After Trump tweeted, former Bush spokesman Ari Fleischer took the opportunity to try to set the record straight about that moment. “It was the crew’s message from start to finish,” he tweeted. “After our advance crew boarded the ship in Hawaii days prior to Bush’s landing on the USS Abraham Lincoln, the Navy crew told us they were returning from the longest deployment of any ship in Naval history. They were proud of what they had done.” And they asked the White House for permission to display a “Mission Accomplished” banner, which remained on the carrier until it returned to its home port in Washington state. “In his remarks, Bush stated the danger was not over and that difficult missions lay ahead, particularly in the Sunni triangle. The nuance of his remarks, however, couldn’t compete with the message of this banner.” Fleischer noted that the press didn’t criticize the pennant at the time. “By the Fall, the shot of Bush with the banner became a symbol of what went wrong.”

Many in the White House must now be hoping those same words don’t return to haunt this president. (And many outside it are certain to be hoping they do.) But though critics are complaining that the White House has no serious strategy on Syria—and despite some mixed messages coming from the administration itself—the mission in this case does seem to have been, quite particularly, specifically defined. What was the mission? “The purpose of our actions tonight is to establish a strong deterrent against the production, spread, and use of chemical weapons,” Donald Trump said in his speech to the nation Friday night. That sounds broad, and it is—but it’s the big-picture talk of a televised address. The three-nation attack hit three specific sites, including a chemical weapons research centre near the Syrian capital of Damascus. Lt. Gen. Kenneth McKenzie, the director of the Joint Chiefs of Staff, told reporters that the strikes “will significantly impact the Syrian regime’s ability to develop, deploy and use chemical weapons in the future.”

True, there were those mixed messages. Donald Trump said, “We are prepared to sustain this response until the Syrian regime stops its use of prohibited chemical agents.” On the other hand, Defense Secretary James Mattis, briefing reporters, was quick to emphasise the response was a “one-time shot.”

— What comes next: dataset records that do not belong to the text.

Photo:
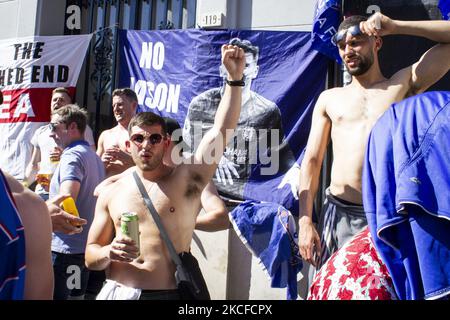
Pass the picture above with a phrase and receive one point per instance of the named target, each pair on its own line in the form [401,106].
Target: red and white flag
[30,68]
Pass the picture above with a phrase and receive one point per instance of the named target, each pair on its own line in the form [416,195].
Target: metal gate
[103,18]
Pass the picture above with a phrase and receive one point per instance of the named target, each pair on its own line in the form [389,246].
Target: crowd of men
[65,163]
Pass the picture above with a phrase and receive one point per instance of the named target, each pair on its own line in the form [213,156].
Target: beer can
[129,225]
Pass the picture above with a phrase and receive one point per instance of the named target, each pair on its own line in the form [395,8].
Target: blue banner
[177,73]
[444,6]
[327,16]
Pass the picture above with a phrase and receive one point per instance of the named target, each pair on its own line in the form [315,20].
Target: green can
[129,225]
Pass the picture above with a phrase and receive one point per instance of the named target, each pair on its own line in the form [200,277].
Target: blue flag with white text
[178,73]
[327,16]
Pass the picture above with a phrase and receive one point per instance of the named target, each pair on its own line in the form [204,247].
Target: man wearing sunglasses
[148,272]
[347,115]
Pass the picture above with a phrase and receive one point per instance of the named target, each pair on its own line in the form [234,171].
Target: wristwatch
[235,83]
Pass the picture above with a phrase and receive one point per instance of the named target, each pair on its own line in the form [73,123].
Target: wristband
[236,83]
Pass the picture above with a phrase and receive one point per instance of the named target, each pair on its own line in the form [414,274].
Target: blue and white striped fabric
[268,230]
[12,246]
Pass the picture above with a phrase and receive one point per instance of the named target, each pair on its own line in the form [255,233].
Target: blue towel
[268,230]
[406,188]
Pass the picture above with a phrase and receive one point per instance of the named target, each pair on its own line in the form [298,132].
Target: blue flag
[444,6]
[326,22]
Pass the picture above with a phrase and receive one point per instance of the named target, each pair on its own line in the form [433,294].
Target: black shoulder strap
[157,219]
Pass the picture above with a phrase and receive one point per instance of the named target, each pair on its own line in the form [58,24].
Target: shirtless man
[348,114]
[46,153]
[216,212]
[175,193]
[111,143]
[35,220]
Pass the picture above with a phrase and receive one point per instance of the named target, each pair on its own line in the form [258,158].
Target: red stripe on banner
[27,105]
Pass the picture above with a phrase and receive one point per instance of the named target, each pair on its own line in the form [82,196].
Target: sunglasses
[154,138]
[338,36]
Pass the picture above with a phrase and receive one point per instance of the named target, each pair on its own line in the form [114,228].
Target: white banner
[30,68]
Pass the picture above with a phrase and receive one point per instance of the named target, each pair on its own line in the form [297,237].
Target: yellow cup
[69,206]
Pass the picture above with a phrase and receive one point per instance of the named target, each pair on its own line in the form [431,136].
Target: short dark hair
[351,21]
[147,119]
[73,113]
[127,92]
[246,45]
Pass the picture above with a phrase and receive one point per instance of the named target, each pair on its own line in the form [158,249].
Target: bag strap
[157,219]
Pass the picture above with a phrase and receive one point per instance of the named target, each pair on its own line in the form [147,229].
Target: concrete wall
[292,15]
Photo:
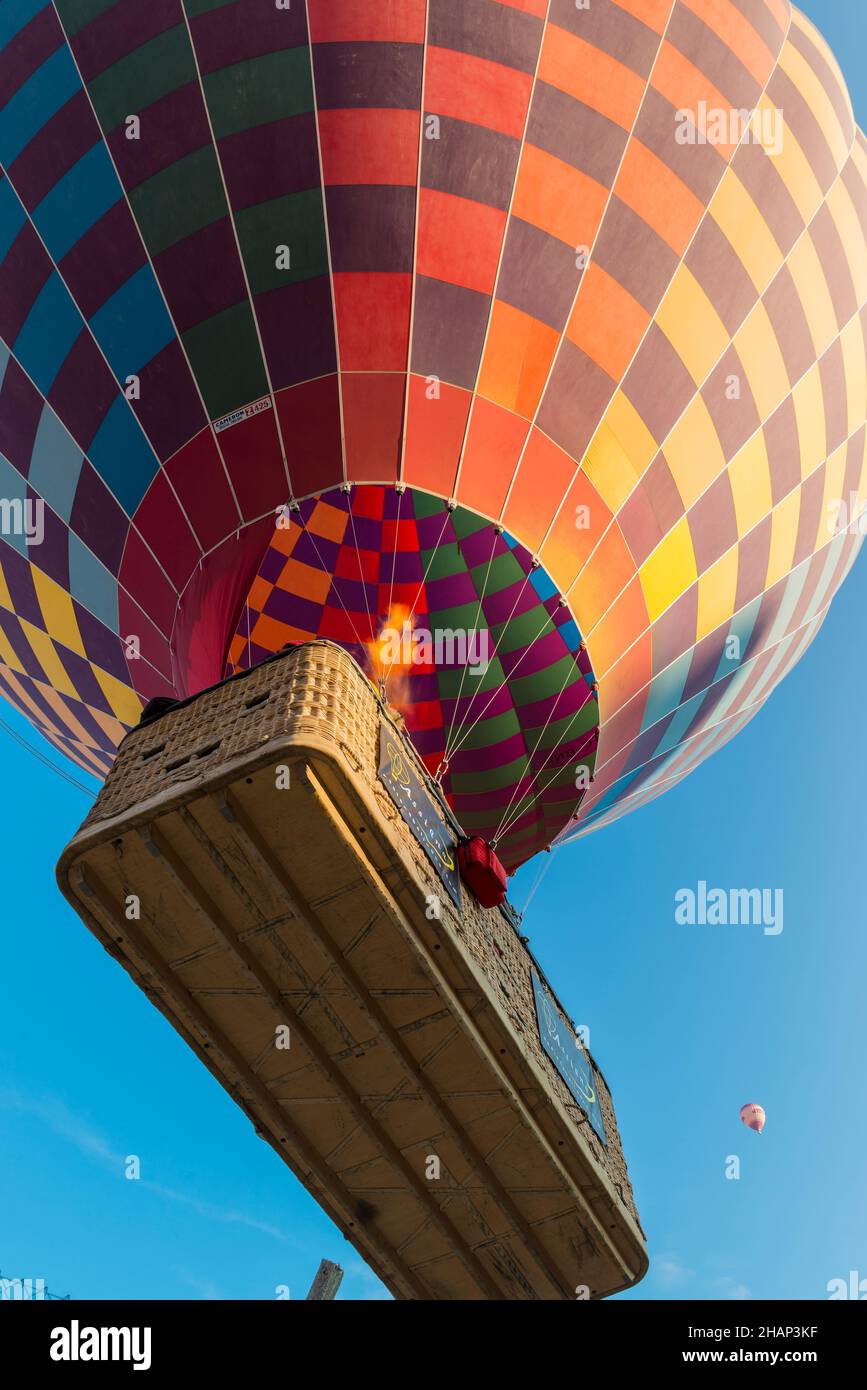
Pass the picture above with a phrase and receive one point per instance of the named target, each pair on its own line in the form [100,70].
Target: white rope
[445,758]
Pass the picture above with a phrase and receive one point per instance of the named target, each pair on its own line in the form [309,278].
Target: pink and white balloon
[752,1116]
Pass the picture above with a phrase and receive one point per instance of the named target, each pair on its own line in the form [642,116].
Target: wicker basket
[416,1100]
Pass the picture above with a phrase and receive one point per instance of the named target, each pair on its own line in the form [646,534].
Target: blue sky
[687,1023]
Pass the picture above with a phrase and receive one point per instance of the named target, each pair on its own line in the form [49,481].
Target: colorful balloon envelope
[517,346]
[752,1116]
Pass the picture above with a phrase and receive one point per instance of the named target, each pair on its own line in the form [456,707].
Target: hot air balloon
[530,327]
[752,1116]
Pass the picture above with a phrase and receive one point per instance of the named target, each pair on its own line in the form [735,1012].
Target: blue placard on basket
[567,1055]
[420,811]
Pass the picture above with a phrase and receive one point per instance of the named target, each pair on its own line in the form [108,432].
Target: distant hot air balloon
[543,346]
[752,1116]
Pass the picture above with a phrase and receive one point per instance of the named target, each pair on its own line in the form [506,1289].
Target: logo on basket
[398,769]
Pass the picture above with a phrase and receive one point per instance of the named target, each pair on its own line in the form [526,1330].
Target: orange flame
[391,658]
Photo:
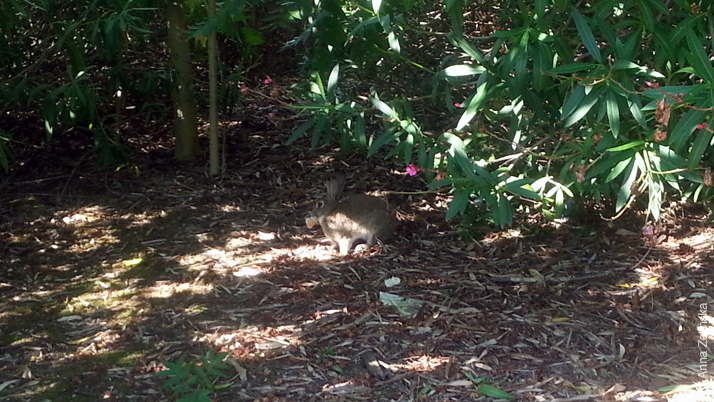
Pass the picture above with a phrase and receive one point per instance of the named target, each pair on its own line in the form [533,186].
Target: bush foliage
[511,105]
[561,100]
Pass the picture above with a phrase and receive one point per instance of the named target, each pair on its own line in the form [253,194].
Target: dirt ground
[106,275]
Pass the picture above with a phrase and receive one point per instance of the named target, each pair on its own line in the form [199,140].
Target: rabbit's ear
[334,186]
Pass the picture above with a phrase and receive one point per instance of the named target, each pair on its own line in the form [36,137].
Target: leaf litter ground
[106,275]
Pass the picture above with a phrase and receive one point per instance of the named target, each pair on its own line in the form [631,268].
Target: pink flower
[412,170]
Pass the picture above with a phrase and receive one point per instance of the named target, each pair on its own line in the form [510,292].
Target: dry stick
[70,178]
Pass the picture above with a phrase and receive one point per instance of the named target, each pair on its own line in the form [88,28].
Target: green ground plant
[562,101]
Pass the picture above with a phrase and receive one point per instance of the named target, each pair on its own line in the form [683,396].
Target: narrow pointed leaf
[699,58]
[586,35]
[613,113]
[701,143]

It’s the difference between the operational versus the strategic mission. We can’t yet know whether these strikes, which many observers on both sides of the aisle are calling “restrained,” will fulfil their strategic mission. A Pentagon official admitted that Syrian dictator Bashar al-Assad has a “residual” chemical weapons capability, even after the strikes. He—along with his patrons, the governments of Russia and Iran—will have to decide whether controlling his population is worth the risk of further American-led airstrikes.

But operationally, the mission seems to have been a striking success (though that warning of “residual” capability is a bit worrisome). The bombs hit their targets. The anti-aircraft missiles Russia provided—and had warned the United States about—had no virtually no effect. And, contrary to the fearmongers, the attack didn’t lead to the start of World War III. Russia has done nothing to retaliate so far except seek United Nations condemnation of the move—and that failed. Donald Trump in one night delivered a real rebuke to Vladimir Putin, and Russia’s almost comical response—the country that annexed Crimea is decrying the violation of “international norms”—put it in a weaker position than months of sanctions have.